At some point, the volume of resumes received by an organization exceeds its ability to manually process them effectively. The cost of cutting and pasting information manually from a resume into an applicant tracking system (ATS) far exceeds the cost of: a) storing the resume in some consistent format hopefully making it ‘searchable’, or b) having the resume parsed by a parsing tool or service thereby creating tagged data.
Given the expense of installing, training, and maintaining an ATS as well as acquiring the resumes, it only makes sense to make the best use of the ‘big data’ available in the resumes. So how does making the resume searchable via data extraction compare to having the resume parsed?
Remember, as parsers are probabilistic tools, perfection remains an elusive goal. As resumes are highly unstructured documents, with ever-changing skill sets (competencies), job titles, companies, etc., no piece of software could work ‘perfectly’. At the same time, a human cutting and pasting a resume into an ATS would similarly miss some pieces of relevant information. At the same time, ‘searching’, with even a sophisticated knowledge of Boolean string construction, will not necessarily give you the results you seek when combing the data base (ATS).
For example, if your ATS is only key-word searchable, and you search for someone specifically with six or more years of JAVA experience, you may get everyone with JAVA in your ATS. An ATS with resume parsing implemented, however, would be able to return only those JAVA candidates with six or more years of experience. Why? A proper resume parser will derive information on when a skill was last used and for how many years the skill was used. The parser will then walk through all job descriptions and if the skill is mentioned, the start and end dates for those positions are used to calculate the total number of years of experience the person had in those skills.

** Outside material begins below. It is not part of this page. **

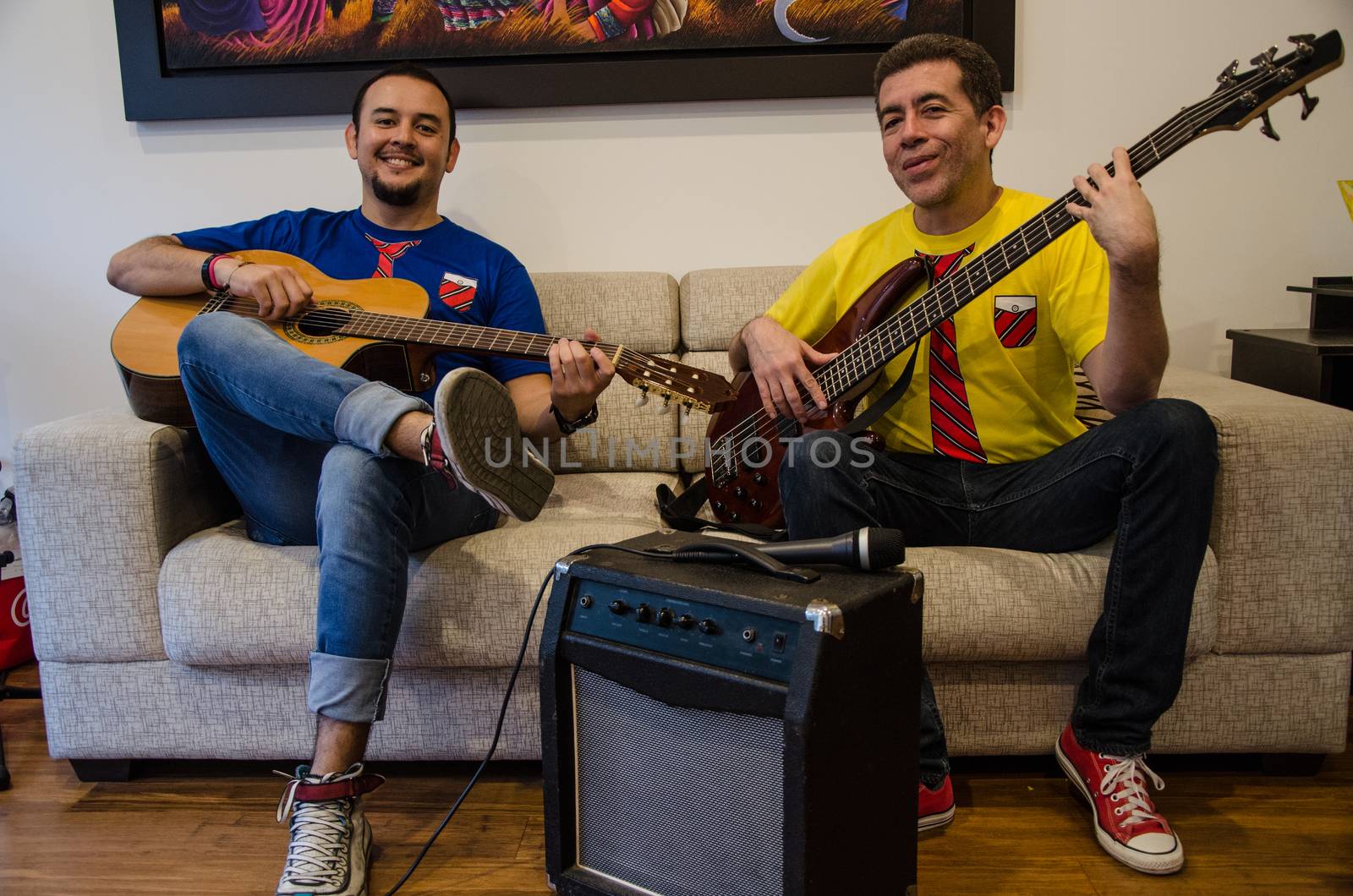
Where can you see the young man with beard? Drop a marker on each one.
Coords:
(985, 450)
(318, 455)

Even the most recent end date of a position where the skill is mentioned becomes ‘Year Last Used’ for that skill.
Similarly, a well-trained parser will ‘term-validate’. Term Validation associates various permutations of skills and job titles with a standardized, “valid” term from the parser’s taxonomy of skills and replaces “raw” terms with “valid” skills and job titles. If a resume mentions “Windows”, it is standardized into “Microsoft Windows”; a job title of “Soft. Eng.” or “S/E” (yes, people do this) will become “Software Engineer”. You wouldn’t want to miss a candidate because they wrote ‘S/E’, would you?
Another case where you’re looking for more than what’s printed (or searchable) on the page would be hierarchies. Hierarchies identify skills that are not specifically listed in a resume. For example, AIX, Solaris, HP-UX, Linux, Ultrix, and others are children of the parent UNIX. With hierarchies as a feature enabled, the parser would return “UNIX” as a skill when one of the children of UNIX was identified (for example, AIX). Skills and job titles can have multiple parents and multiple levels of parents. For example, the skill ABAP has the parent SAP, which in turn has the parent ERP. So all 3 skills (ABAP, SAP, ERP) will be returned in the XML string with a hierarchies feature enabled.

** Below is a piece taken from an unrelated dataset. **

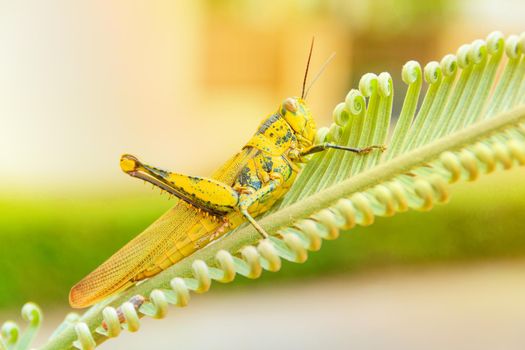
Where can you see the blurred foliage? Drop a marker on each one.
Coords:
(378, 17)
(46, 245)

As you can see, with tagged data from a parser, your search can be more intelligently defined, and consequently, the results (in terms of resumes returned by the ATS) much more narrow. Instead of receiving 30 resumes, you get three. And once again, the time saved is the true value proposition of resume parsing. Whether it’s on the data entry side, or the data results side, resume parsing is distinctly different from data extraction and has a ROI far in excess of its cost. Does your ATS parse resumes?